# Durchflussmesser mit niedrigem Messfehler gesucht



## ralfsps (1 Oktober 2010)

Hallo Leute,

ich habe einen Durchflussmesser der Firma Endress und Hauser "PROline prosonic flow 93" im Einsatz. Hier werden 2 Sensoren die Durchflussmengen des in die Tank im Depot gepumpten Kraftstoffes erfasst. Die beiden Geräte arbeiten einigermaßen genau, zumindest was man in den Berschreibungen lesen kann,(0,5-0,05%).Der Kunde will wissen ob das auch genauer geht und wie man Messfehler oder Abweichungen so gut wie möglich zu unterdrückt.

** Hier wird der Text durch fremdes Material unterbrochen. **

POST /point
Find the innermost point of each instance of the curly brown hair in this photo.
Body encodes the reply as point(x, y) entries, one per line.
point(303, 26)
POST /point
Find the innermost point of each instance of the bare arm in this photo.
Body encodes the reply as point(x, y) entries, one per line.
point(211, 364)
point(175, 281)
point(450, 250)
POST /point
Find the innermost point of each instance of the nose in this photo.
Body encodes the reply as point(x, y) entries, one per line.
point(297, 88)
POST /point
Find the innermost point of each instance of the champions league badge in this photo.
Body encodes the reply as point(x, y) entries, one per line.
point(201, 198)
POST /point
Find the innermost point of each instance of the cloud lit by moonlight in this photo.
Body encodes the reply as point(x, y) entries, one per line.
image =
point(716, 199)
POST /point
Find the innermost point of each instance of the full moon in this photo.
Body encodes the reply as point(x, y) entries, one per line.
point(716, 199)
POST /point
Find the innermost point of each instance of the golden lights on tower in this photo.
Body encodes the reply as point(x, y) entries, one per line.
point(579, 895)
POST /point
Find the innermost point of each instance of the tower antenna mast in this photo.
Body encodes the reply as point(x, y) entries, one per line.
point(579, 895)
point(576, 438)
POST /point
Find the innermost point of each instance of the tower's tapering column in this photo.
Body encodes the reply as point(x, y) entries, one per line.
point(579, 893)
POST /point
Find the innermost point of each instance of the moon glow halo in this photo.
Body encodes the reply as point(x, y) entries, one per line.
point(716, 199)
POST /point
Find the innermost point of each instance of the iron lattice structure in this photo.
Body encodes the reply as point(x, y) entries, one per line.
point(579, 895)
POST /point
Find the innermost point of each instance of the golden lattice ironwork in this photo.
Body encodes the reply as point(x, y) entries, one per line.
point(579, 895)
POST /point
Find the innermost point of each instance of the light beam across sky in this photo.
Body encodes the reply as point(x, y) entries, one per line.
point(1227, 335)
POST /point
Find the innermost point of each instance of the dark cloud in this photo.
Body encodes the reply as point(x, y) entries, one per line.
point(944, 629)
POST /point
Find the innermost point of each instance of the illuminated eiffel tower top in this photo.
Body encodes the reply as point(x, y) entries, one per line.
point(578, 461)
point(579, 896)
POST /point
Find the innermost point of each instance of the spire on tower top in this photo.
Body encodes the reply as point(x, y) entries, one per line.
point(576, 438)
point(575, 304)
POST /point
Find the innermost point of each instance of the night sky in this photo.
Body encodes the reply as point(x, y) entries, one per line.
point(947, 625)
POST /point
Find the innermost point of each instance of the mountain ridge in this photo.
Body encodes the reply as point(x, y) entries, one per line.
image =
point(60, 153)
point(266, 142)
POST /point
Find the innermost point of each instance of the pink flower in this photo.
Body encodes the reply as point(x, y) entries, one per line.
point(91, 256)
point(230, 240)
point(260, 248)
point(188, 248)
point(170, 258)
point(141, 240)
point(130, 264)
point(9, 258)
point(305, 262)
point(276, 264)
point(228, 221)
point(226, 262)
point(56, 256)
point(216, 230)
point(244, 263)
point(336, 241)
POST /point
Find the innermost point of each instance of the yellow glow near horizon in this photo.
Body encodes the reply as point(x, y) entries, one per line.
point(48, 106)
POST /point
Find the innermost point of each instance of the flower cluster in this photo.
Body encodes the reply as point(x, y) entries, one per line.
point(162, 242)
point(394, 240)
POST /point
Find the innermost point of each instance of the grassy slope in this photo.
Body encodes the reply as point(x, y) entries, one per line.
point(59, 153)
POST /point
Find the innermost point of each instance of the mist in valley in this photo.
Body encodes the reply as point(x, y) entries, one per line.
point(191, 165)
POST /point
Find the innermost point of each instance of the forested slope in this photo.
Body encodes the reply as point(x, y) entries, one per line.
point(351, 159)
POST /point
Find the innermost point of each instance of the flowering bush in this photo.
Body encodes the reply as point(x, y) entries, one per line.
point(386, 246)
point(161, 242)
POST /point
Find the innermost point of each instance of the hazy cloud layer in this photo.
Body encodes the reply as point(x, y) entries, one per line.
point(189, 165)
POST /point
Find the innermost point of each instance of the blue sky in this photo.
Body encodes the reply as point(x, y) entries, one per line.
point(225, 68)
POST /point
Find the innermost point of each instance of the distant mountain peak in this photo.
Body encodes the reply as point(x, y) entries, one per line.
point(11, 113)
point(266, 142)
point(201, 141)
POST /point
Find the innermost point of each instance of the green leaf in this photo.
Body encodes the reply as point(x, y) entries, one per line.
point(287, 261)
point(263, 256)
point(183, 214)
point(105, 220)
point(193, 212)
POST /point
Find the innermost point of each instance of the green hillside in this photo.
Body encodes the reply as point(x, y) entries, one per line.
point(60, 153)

Er hat seine Rechnung aufgestellt, dass bei 0,5% Messabweichung ca 35000€ verloren gehen. Das ist schon ne Menge .Ich habe Ihm dann erklärt das es möglich ist die Abweichfehler bei dem Scadasystem gestützten Anzeige auf dem Bildschirm wieder mit einzurechnen damit diese Abweichungen rechnerisch nicht mehr so extrem fallen aber damit steht ja auch die Möglichkeit offen etwas zu betrügen und wenn das dann auffällt können dadurch viele Schwirigkeiten entstehen.
Meine Frage , gibt es Durchflussmesser die das noch besser erfassen können?????


Danke
Ralf


----------



## Onkel Dagobert (1 Oktober 2010)

Hallo Ralf,

wenn über diese Durchflußmessung abgerechnet wird, muß das Messsystem dann nicht auch eichbar sein? Google mal nach "Mengenmessung Zapfsäulen", "Tankstellentechnik" oder so etwas.


Gruß, Onkel


----------



## Woldo (1 Oktober 2010)

Onkel Dagobert schrieb:


> Hallo Ralf,
> 
> wenn über diese Durchflußmessung abgerechnet wird, muß das Messsystem dann nicht auch eichbar sein? Google mal nach "Mengenmessung Zapfsäulen", "Tankstellentechnik" oder so etwas.
> 
> ...


 
Hallo Onkel Dagobert,

bei geeichten Zapfsäulen darf die Toleranz inzwischen 1% sein (bis vor ein paar Jahren 0,2%) Dies wird mit dem vom TE verwendeten E+H MID auch erreicht.

Gruß Woldo


----------



## Onkel Dagobert (1 Oktober 2010)

Hallo Woldo,

dann hat man die Toleranz wahrscheinlich auf die Grenze des technisch Machbaren erweitert. Egal, Hauptsache geeicht  .


Gruß, Onkel


----------



## PN/DP (2 Oktober 2010)

ralfsps schrieb:


> Er hat seine Rechnung aufgestellt, dass bei 0,5% Messabweichung ca 35000€ verloren gehen.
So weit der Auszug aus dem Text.